Why the performance is poorer after using OpenMP?

CYehLu · February 26, 2022, 7:37pm

I’m writing subroutine to calculate Laplacian operator:

subroutine laplacian(nx, ny, var, dx, dy, lap)
    use omp_lib
    implicit none
    integer, intent(in) :: nx, ny
    real*8, intent(in) :: var(nx, ny)
    real*8, intent(in) :: dx, dy
    real*8, intent(out) :: lap(nx,ny)
    integer :: i, j, ip1, im1, jp1, jm1
    real*8 :: start_time, end_time
    
    start_time = omp_get_wtime()
    
    !$omp parallel do default(none) shared(lap, var, dx, dy, nx, ny) private(j, i, ip1, im1, jp1, jm1)
    do j = 1, ny
        do i = 1, nx
            ip1 = mod(i+1, nx)
            im1 = mod(i+nx-2, nx) + 1
            jp1 = mod(j+1, ny)
            jm1 = mod(j+ny-2, ny) + 1
            lap(i,j) = (var(ip1,j) - 2*var(i,j) + var(im1,j)) / (dx*dx)  &
                       + (var(i,jp1) - 2*var(i,j) + var(i,jm1)) / (dy*dy)
        end do
    end do
    !$omp end parallel do
    
    end_time = omp_get_wtime()
    write(*,*) "finish computation in ", end_time-start_time, " seconds"
    
    return
end subroutine laplacian

I try to reach higher performance so I also use OpenMP. But I found that the performance is reduced after using OpenMP.
More precisely, the OpenMP version of subroutine will only faster when (nx, ny) is greater than (2000, 2000):

nx=ny=200:
With / Without OpenMP  ->  0.0139 / 0.00303 sec
nx=ny=2000:
With / Without OpenMP  ->  0.0180 / 0.0719 sec

I only have came up with two possible reasons,
(1) the problem is too simple so that the overhead of creating and managing threads is relatively expensive,
(2) false sharing.

I’m not sure if there will occur false sharing in my subroutine, but I think that it will not. Also I don’t think that the problem is too simple to accelerate by OpenMP. Is there any suggestion that why OpenMP fails? Thanks!

JohnCampbell · February 27, 2022, 12:21am

Not surprising that OpenMP does not improve with small nx,ny.
If each lap(:,j_thread) are on seperate memory pages, then there would be less memory consistency problems while small nx and same page introduces inefficiency. To assist this, SCHEDULE (STATIC) is preferred, which should be default, but is better to specify.
Also check ip1,jp1 as for i=nx-1, ip1=0 looks wrong.
Try ip1 = i+1 ; if I(i==nx) i = 1

Would the following code placed in appropriate places help, or are compilers too smart for this ?

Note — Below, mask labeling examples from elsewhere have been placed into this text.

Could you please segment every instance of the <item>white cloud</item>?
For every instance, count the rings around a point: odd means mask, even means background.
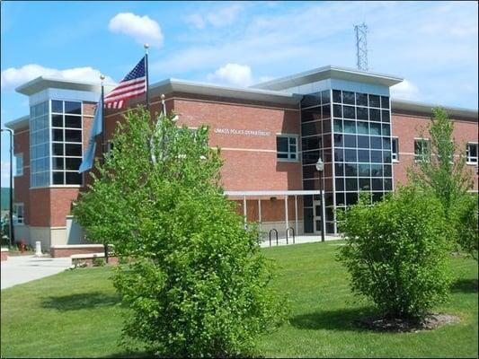
[[[391,97],[393,99],[421,101],[419,88],[407,80],[404,80],[402,83],[391,87]]]
[[[214,74],[208,74],[208,80],[220,84],[245,87],[253,83],[253,74],[247,65],[226,64]]]
[[[120,13],[110,20],[108,29],[111,32],[123,33],[135,41],[151,46],[163,45],[163,33],[160,25],[148,16],[138,16],[132,13]]]
[[[184,17],[184,21],[197,29],[204,29],[207,24],[220,28],[233,24],[242,11],[243,6],[236,4],[219,10],[211,10],[206,15],[191,13]]]
[[[29,64],[19,68],[10,67],[2,71],[2,89],[14,89],[22,83],[42,75],[64,80],[100,83],[100,70],[90,66],[58,70],[56,68],[43,67],[41,65]],[[107,83],[114,83],[109,76],[106,76],[105,80]]]

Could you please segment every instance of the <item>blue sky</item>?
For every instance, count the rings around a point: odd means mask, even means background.
[[[1,123],[28,114],[14,88],[41,74],[120,80],[150,48],[168,77],[246,86],[355,67],[353,25],[368,27],[369,69],[403,76],[395,98],[477,109],[476,2],[12,2],[1,4]],[[2,136],[2,185],[8,144]]]

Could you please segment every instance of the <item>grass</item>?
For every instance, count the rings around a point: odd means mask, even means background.
[[[280,266],[275,285],[289,296],[291,314],[288,324],[262,336],[259,355],[477,357],[475,261],[452,259],[452,298],[437,309],[459,316],[459,323],[418,333],[377,333],[351,325],[374,308],[350,293],[346,272],[334,260],[338,244],[264,250]],[[130,356],[119,346],[126,309],[109,280],[111,270],[66,271],[2,291],[2,357]]]

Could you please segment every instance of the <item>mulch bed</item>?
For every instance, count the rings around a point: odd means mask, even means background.
[[[368,317],[354,321],[357,327],[375,331],[417,332],[431,330],[443,325],[458,322],[459,317],[443,313],[430,313],[421,320],[404,318]]]

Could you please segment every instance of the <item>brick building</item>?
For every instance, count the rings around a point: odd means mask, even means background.
[[[229,88],[167,79],[150,85],[153,111],[165,95],[179,124],[210,127],[210,144],[222,149],[223,186],[248,221],[262,230],[336,234],[334,209],[358,200],[359,190],[378,200],[400,183],[406,169],[427,151],[420,138],[434,106],[390,99],[403,79],[325,66],[260,83]],[[105,86],[108,92],[112,86]],[[30,114],[13,120],[16,239],[41,241],[44,249],[84,241],[70,215],[72,201],[88,174],[77,170],[86,150],[100,87],[39,77],[16,91]],[[129,101],[132,108],[145,96]],[[446,108],[455,138],[467,151],[477,191],[477,110]],[[106,109],[106,137],[123,110]],[[97,146],[98,148],[98,146]],[[319,173],[324,163],[321,206]],[[325,221],[321,221],[323,212]]]

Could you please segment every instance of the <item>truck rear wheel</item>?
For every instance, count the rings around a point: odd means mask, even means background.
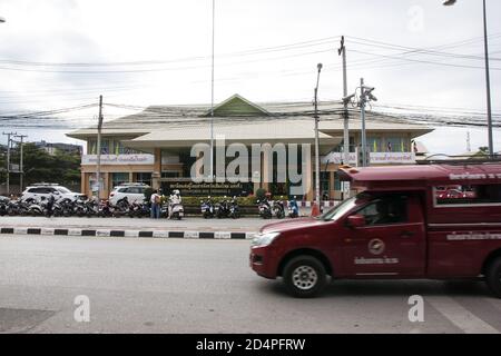
[[[313,298],[325,286],[325,267],[313,256],[298,256],[284,268],[287,290],[296,298]]]
[[[501,257],[498,257],[489,266],[485,281],[494,296],[501,298]]]

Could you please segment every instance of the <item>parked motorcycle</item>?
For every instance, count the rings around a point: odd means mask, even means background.
[[[200,200],[200,210],[204,219],[214,218],[214,204],[210,197],[207,197],[207,200]]]
[[[299,207],[297,206],[296,197],[287,201],[287,208],[289,218],[294,219],[299,217]]]
[[[9,214],[9,199],[0,199],[0,216]]]
[[[185,216],[179,190],[174,190],[169,197],[169,218],[180,220]]]
[[[232,219],[238,219],[240,217],[240,207],[238,206],[238,201],[236,197],[233,197],[229,202],[229,217]]]
[[[224,197],[220,202],[216,204],[215,211],[218,219],[229,217],[229,202],[226,197]]]
[[[272,207],[269,206],[269,201],[267,199],[257,200],[257,208],[259,210],[259,216],[263,219],[272,218]]]
[[[277,219],[285,218],[284,201],[282,200],[273,201],[273,215],[275,215]]]

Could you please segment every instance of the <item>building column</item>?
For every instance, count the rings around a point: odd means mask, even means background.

            fx = 1 / (dx*dx)
            fy = 1 / (dy*dy)
            f0 = -2*(fx+fy)

            jm1 = j-1 ; if ( j==1  ) jm1 = ny
            jp1 = j+1 ; if ( j==ny ) jp1 = 1
            im1 = i-1 ; if ( i==1  ) im1 = nx
            ip1 = i+1 ; if ( i==nx ) ip1 = 1

            lap(i,j) = f0*var(i,j) + fy*var(i,jm1) + fx*var(im1,j) + fx*(var(ip1,j) + fy*(var(i,jp1)

CYehLu · February 27, 2022, 6:53am

Thank you for your suggestions!
I agree that OpenMP will not improve the performance with small nx, ny, but I was wondering that if nx=ny=200 is still too small? There are about 10 cores in my machine, OpenMP will create 10 threads by default, each thread will be assigned to 200/10=20 iterations. Is it still too small to improve the performance? If it is true, is there any other methods to accelerate with small nx, ny?

BTW, I originally wrote the functions in C, so ip1 were int ip1 = (i+1) % nx and im1 were int im1 = (i+nx-1) % nx. After suffering the inefficiency of OpenMP, I rewrote the function in Fortran in order to ask question here but I only rewrote im1 and forgot to modify ip1. Thanks for the correction!

Pap · February 27, 2022, 9:12am

OpenMP, as every other parallelization framework, does add some overhead in order to assign tasks to threads and do the memory management. However in most cases inefficient performance comes from mistakes in the code (like what should be shared and what shouldn’t).
Also it is not uncommon for non-OpenMP code being faster when compiled with, say, the -O2 flag, especially when the amount of work needed is not too big. With a 200x200 loop, as in your case, I am not surprised OpenMP doesn’t do a good job. It should shine when you have to deal with billions of iterations. With 10 threads as in your case, I would expect a ~7.5 times boost in performance, at best - but again, it depends on the code at hand.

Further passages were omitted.